Too conditioned to question the system?

Kevin, MD links to a story from England. The headline to the story states “I was too shy to talk to my doctor – and it nearly killed me”. That’s an interesting way of characterizing the facts. While the man, Andrew Wilson, did delay seeking treatment for six months, in part out of embarrassment, he also said he was too busy. If it said his delay almost killed him, it’d be much closer to the truth.

Unfortunately, the headline ignored what was clearly a much larger factor. Consider:

‘But as I doubled over in agony, I thought: ‘I wonder if…’ His GP gave him a prescription to treat an upset stomach. ‘Having suffered bowel problems for six months, I mentioned bowel cancer, but he said there was nothing to worry about and told me to come back if the pain persisted.

‘I rang my GP but he told me not to worry – “It’s probably piles,” he said.
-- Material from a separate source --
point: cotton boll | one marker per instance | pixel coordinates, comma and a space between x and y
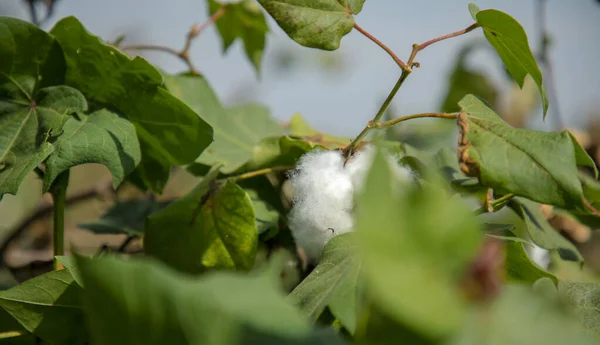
323, 195
322, 201
539, 255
‘My GP had said to me before I left for the States: “Don’t go on the internet and look up your symptoms or you will give yourself a fright.” But I was already frightened.’

The easier of at least two conclusions is medical incompetence for ignoring the symptoms because Mr. Wilson didn’t fit the typical bowel cancer case. But is it possible that in addition to, or in place of, incompetence, socialized medicine is to blame? The people are paying and the people don’t want to waste money on low probabilities, even though low probabilities mean that someone will actually have cancer. That’s sane?

The “right” to health care doesn’t include the right to live in spite of the well-considered economic rationing decisions of the majority? No. The article makes a cursory nod to its own title when it includes “many people are too embarrassed to report symptoms until they become debilitating.” That does not justify the title.

Before we rush into socialized medicine, we should understand the warning signs cancerous economics. Or are we too embarrassed to consider that economic populism is wrong?